Yenilir mi Yenilenir mi?

Artık bu kavram dilimize alıştı, neredeyse galat-ı meşhur olacak. Yenilir yutulur şey değil ama ağızlara kolay geldi böyle denmesi. Halbuki yenilir utulur bir şey değildi. Son 20 yılda bu terimi çok duyduk. Uğruna savaşlar verilecek dedik, ihtiyaç artacak dedik, kullanırken dikkatli olalım dedik. Bu sebeple yutulur bir şey değildi. 20 yıl önce jeopolitik durumu ortaya koyarak Türkiye enerjide köprü olabilir dedik ve buradan önemli bir gelir elde ettik. Asıl önemli olan Türkiye kendi kendine yeter bir ülkedir dedik, şimdi enerji ihal der konuma geldik. Bu hafta, 2035 enerji hedefleri yayınlandı, Enerji ve Tabii Kaynaklar Bakanlığınca. Kurulu gücümüz Rüzgarda 30GW’a, Güneşte 53 GW’a Hidro da 35 GW’a Toplam Elektrik gücü ise 190 GW’a çıkarılması planlanıyor. Yani %70’i Yenilenebilir kaynaklara dayanan bir Planlama yapılıyor. 510 TW lık bir tüketime karşılık 507 TW’lık bir üretim öngörüsü var elektrikte.
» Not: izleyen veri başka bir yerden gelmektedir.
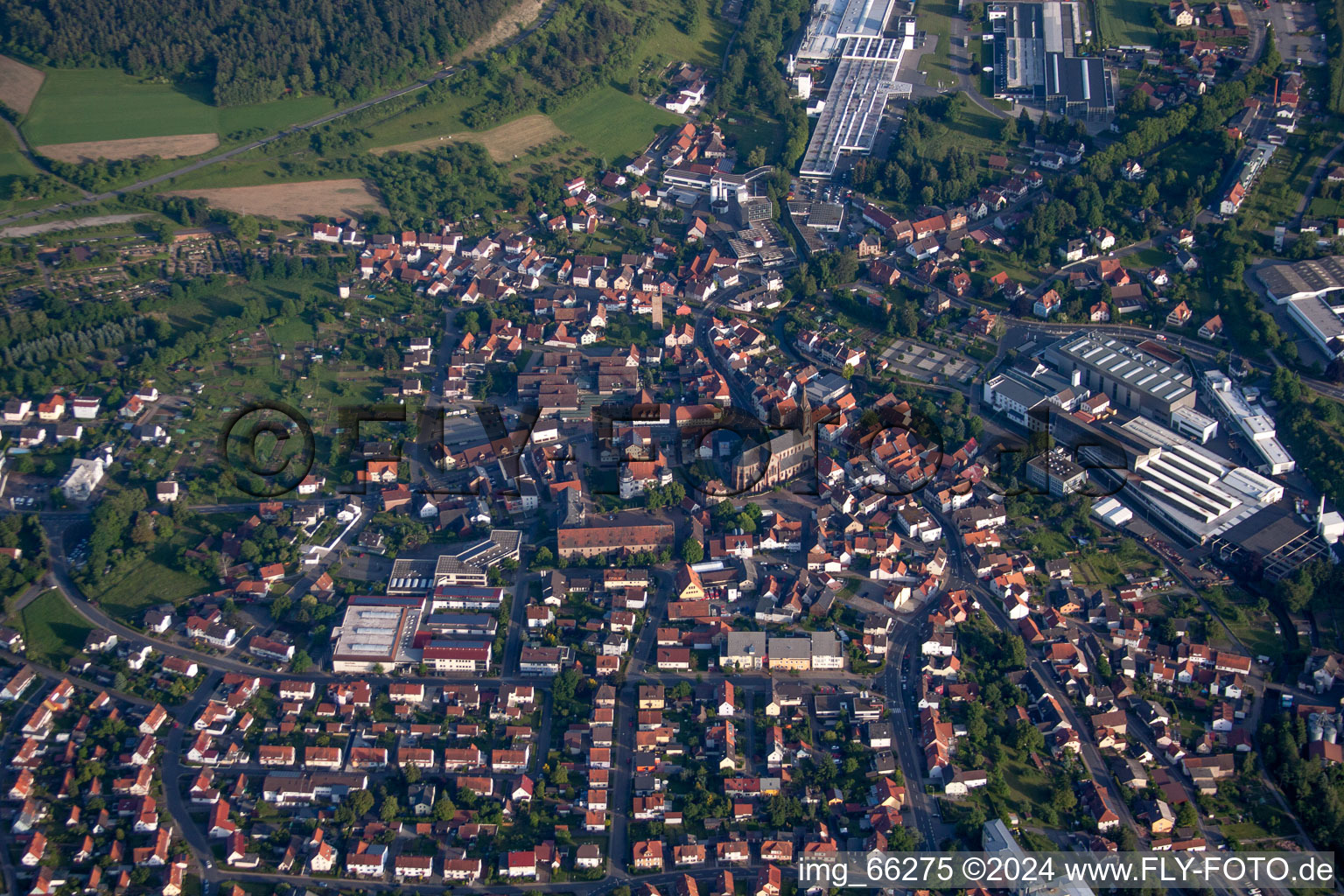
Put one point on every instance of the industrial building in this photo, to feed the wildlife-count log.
(835, 20)
(864, 80)
(468, 567)
(1253, 422)
(1033, 46)
(1312, 291)
(391, 633)
(1126, 416)
(1145, 379)
(1172, 481)
(376, 632)
(998, 840)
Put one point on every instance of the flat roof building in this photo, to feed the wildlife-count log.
(376, 632)
(1033, 49)
(1313, 291)
(1132, 376)
(857, 101)
(834, 20)
(1253, 422)
(466, 567)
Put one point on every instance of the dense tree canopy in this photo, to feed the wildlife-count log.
(255, 52)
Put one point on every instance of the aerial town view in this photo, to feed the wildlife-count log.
(718, 448)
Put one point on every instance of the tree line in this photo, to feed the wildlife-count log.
(250, 52)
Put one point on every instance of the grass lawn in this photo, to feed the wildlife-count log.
(97, 103)
(12, 160)
(935, 19)
(612, 122)
(1326, 207)
(1150, 258)
(433, 120)
(52, 632)
(1098, 570)
(756, 132)
(1027, 785)
(1126, 22)
(669, 45)
(1048, 543)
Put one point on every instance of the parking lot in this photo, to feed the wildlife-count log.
(925, 361)
(1298, 32)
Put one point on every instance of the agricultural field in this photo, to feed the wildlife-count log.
(503, 143)
(612, 122)
(935, 20)
(80, 105)
(19, 83)
(12, 161)
(156, 579)
(290, 202)
(173, 147)
(52, 630)
(1126, 22)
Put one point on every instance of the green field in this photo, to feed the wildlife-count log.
(1126, 22)
(756, 132)
(152, 582)
(93, 103)
(11, 160)
(612, 122)
(669, 45)
(52, 632)
(935, 19)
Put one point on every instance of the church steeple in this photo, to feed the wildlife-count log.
(809, 434)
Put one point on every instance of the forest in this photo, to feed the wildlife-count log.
(255, 52)
(577, 52)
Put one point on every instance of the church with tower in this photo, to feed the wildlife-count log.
(784, 457)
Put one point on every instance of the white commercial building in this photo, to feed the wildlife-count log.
(1253, 422)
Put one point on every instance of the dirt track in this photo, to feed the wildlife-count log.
(293, 202)
(175, 147)
(19, 83)
(518, 17)
(503, 143)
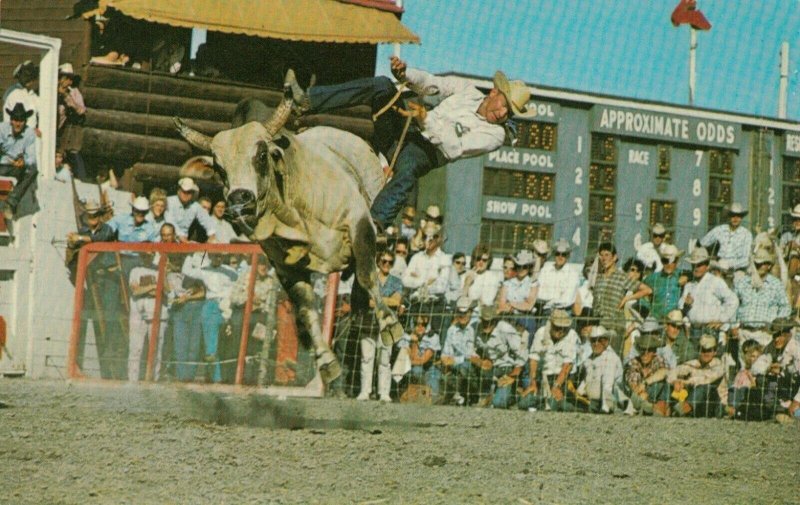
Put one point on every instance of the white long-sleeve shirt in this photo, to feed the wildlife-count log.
(713, 300)
(454, 126)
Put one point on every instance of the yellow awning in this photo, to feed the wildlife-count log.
(298, 20)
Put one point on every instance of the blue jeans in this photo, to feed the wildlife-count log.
(416, 158)
(212, 322)
(186, 338)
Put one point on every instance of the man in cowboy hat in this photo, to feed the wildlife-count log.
(664, 283)
(735, 241)
(762, 299)
(183, 210)
(17, 155)
(648, 253)
(707, 300)
(558, 283)
(23, 92)
(466, 122)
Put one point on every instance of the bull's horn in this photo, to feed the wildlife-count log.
(279, 118)
(192, 136)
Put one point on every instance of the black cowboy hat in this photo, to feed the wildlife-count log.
(19, 112)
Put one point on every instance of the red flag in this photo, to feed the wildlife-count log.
(686, 12)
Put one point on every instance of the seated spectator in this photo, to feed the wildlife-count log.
(225, 231)
(372, 347)
(517, 295)
(779, 368)
(645, 378)
(498, 357)
(552, 360)
(600, 390)
(664, 283)
(694, 383)
(17, 155)
(23, 92)
(182, 211)
(423, 345)
(459, 346)
(143, 281)
(558, 284)
(158, 207)
(743, 400)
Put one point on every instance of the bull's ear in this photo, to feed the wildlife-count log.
(282, 141)
(198, 167)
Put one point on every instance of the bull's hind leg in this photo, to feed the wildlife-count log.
(364, 251)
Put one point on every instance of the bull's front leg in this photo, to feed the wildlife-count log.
(302, 296)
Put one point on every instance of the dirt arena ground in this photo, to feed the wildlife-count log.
(90, 444)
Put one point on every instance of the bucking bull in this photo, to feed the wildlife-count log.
(305, 198)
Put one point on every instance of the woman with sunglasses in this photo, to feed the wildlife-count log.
(518, 295)
(480, 283)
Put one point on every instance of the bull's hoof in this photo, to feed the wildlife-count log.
(391, 333)
(329, 368)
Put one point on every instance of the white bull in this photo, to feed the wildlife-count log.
(305, 198)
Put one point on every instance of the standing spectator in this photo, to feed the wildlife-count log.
(602, 374)
(558, 284)
(218, 279)
(707, 300)
(459, 346)
(158, 207)
(143, 281)
(24, 92)
(407, 227)
(225, 231)
(102, 303)
(427, 275)
(552, 360)
(372, 347)
(612, 290)
(498, 357)
(735, 241)
(17, 155)
(182, 211)
(649, 253)
(695, 382)
(762, 299)
(480, 283)
(517, 295)
(645, 378)
(779, 367)
(664, 283)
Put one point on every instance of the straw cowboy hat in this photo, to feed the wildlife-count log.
(516, 92)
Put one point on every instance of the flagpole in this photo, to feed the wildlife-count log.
(692, 62)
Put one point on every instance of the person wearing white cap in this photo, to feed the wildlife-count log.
(551, 360)
(707, 300)
(558, 283)
(183, 210)
(466, 122)
(664, 283)
(762, 299)
(648, 253)
(134, 227)
(734, 240)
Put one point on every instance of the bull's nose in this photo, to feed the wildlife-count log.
(241, 198)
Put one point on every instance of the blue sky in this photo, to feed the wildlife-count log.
(619, 47)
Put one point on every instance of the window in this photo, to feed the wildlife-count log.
(720, 185)
(518, 184)
(535, 135)
(508, 237)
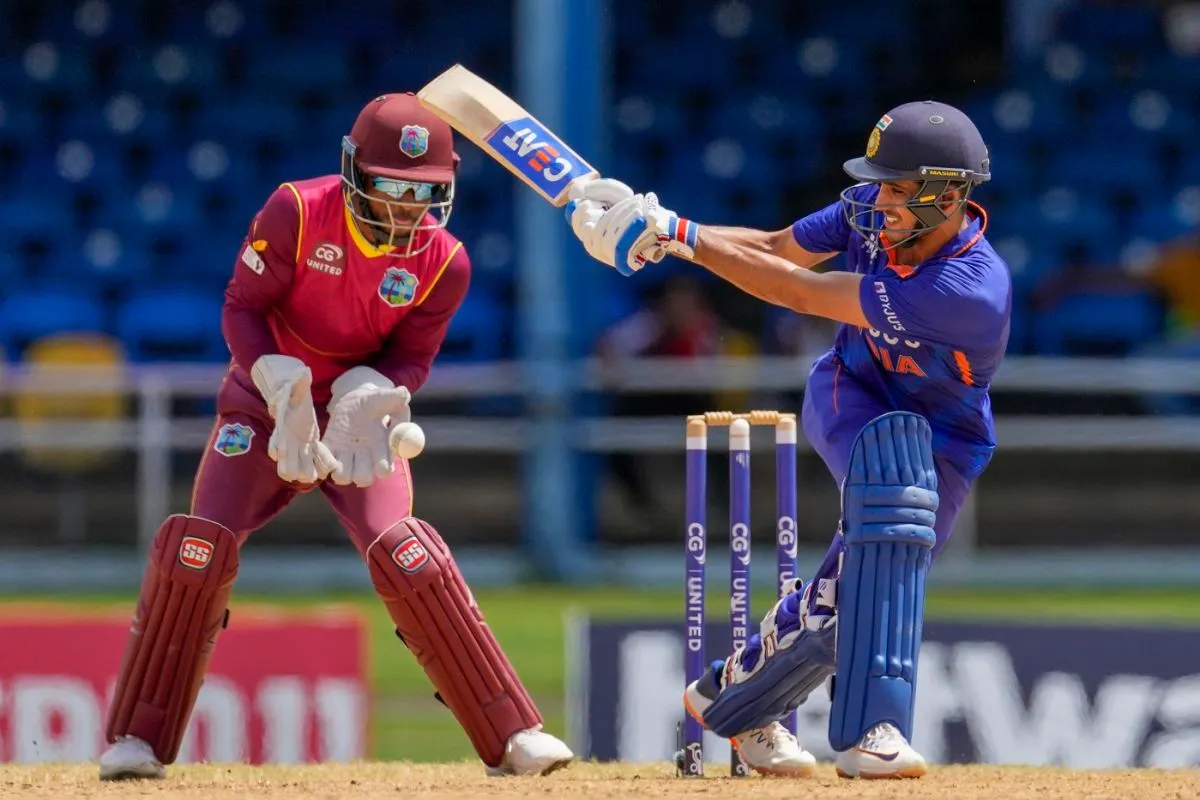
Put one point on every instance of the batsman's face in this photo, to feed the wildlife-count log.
(892, 203)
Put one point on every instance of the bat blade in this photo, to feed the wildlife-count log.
(505, 131)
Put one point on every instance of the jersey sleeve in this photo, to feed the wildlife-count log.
(937, 305)
(262, 276)
(414, 343)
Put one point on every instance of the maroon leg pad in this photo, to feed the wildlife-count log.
(437, 617)
(185, 594)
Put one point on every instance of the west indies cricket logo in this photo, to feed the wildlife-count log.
(399, 287)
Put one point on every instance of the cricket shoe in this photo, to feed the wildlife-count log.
(881, 753)
(130, 758)
(532, 752)
(771, 750)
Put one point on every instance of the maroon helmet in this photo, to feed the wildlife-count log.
(401, 156)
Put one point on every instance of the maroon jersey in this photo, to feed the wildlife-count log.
(309, 284)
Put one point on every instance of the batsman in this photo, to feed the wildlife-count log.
(899, 411)
(340, 300)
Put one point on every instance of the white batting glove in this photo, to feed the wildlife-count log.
(295, 446)
(636, 230)
(364, 409)
(594, 226)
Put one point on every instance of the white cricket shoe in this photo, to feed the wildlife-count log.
(771, 750)
(130, 757)
(532, 752)
(882, 753)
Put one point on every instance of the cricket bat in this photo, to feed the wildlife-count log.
(507, 132)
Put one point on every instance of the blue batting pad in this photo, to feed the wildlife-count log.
(889, 505)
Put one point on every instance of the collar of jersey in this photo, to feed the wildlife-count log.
(360, 241)
(965, 240)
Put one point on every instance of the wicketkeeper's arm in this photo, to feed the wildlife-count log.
(262, 276)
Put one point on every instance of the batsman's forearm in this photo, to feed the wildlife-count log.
(767, 277)
(748, 238)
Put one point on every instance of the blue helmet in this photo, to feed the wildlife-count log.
(927, 142)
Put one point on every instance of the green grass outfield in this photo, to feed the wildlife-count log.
(528, 621)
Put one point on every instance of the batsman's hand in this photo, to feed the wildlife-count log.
(295, 446)
(364, 409)
(624, 229)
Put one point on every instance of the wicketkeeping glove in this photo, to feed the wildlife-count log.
(363, 410)
(295, 446)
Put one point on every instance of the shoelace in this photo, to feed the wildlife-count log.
(881, 737)
(773, 735)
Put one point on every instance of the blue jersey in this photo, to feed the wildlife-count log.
(937, 331)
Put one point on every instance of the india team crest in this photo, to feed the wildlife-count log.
(233, 439)
(873, 142)
(399, 287)
(414, 140)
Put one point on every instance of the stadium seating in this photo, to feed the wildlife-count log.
(138, 138)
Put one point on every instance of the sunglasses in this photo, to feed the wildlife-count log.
(397, 188)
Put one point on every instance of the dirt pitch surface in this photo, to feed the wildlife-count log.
(585, 781)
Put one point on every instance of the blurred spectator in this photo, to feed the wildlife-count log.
(1175, 274)
(679, 324)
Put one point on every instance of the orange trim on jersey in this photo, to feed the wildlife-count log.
(442, 269)
(300, 229)
(311, 348)
(837, 377)
(903, 270)
(964, 364)
(983, 226)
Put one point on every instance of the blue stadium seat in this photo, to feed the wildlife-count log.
(288, 70)
(1110, 24)
(1098, 324)
(1108, 167)
(31, 312)
(159, 71)
(478, 331)
(169, 324)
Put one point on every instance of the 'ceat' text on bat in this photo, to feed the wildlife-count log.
(505, 131)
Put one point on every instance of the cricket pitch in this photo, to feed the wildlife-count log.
(585, 781)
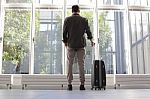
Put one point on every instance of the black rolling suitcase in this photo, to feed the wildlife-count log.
(98, 77)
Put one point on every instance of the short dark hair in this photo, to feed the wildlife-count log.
(75, 8)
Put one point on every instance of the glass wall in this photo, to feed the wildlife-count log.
(48, 43)
(16, 40)
(140, 41)
(31, 35)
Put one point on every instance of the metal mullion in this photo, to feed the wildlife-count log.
(142, 43)
(1, 32)
(31, 45)
(64, 57)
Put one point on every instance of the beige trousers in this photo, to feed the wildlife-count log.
(71, 52)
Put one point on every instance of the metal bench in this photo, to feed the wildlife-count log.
(50, 80)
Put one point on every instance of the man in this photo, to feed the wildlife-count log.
(74, 29)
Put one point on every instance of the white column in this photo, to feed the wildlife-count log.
(31, 45)
(1, 32)
(127, 38)
(64, 57)
(96, 32)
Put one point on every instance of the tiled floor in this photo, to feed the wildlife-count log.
(76, 94)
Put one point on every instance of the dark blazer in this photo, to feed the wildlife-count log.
(74, 29)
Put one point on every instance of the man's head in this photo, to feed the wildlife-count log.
(75, 9)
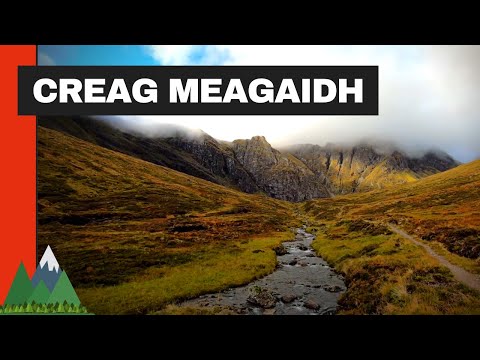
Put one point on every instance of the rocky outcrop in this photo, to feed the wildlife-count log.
(365, 167)
(278, 174)
(298, 173)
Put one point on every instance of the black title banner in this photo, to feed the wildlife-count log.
(198, 90)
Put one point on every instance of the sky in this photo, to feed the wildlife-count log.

Buradan, doğalgazın elektrikteki üretim payının fevkalade düşeceği anlaşılıyor. Öte yandan makro değişiklikler hakkında bir bigi edinemedik, ancak Elektrikli araç dönüşümü ve raylı sistemlerdeki aaç yükleri hesaba katılmış olmalı. Üretimin elektriğe kaydırılması bir tesadüf değil, bir gerelilik. Tüm dünya böyle yapıyor çünkü. Rahmetli Dr. Emin Acar Hocamızın, “Yenilebilir enerji” den bahsettiğini duymuştum. Emin efendi abi, tatlı kömür dermis; yenilebilir enerjiye. Bir çuval fındık bir ton kömüre bedeldir, bir avuç acı biber bir çuval kömürden daha iyi ısıtır, bir kaşık bal bir kaşık pekmez evin sıcaklığını artırır…’ demiş. Böylelikle ihtiyaç duyulan enerji derecesini düşürebileceğimizi anlatmaya çalışırmış. Adeta Enerji Verimliliğ dersi verirmiş, sosyal derslerin içinde, Allah kendisinden razı olsun, rahmeti ile muamele etsin. Hülasa bu maya tuttu, ismi çoğu kez doğru söylenmese de Yenilenebilir Enerjinin kıymeti anlaşıldı. Üretim bu yöne kayırılıyor. Küçük üretici uzun süre küstürüldü ama bu da değişiyor artık.  Şimdi adını e dersek diyelim, enerjiyi tabana yaymanın, verimli kullanmayı vatandaşa anlatmanın zamanıdır. Kazanç hepimizindir, birikim hepimizindir. Yenilenebilir Enerji hepimizin derdine deva dır. Sürekli gelişmeyi Yenilenebilir Enerjiden başlatmalı, küçücük beyinlere bunun ehemmiyetini anlatmalıyız. Küçüktür, büyüktür diyemeyiz, ek delikli kuruşu kazanmalıyız. Yoksa Avrupa gibi cebimizde para olsa da alamadığımız enerjinin bedeli yüksek olacaktır. Böyle bir yenilir enerji ile merhaba demenin mutluluğunu sizler ile paylaşmak istedim.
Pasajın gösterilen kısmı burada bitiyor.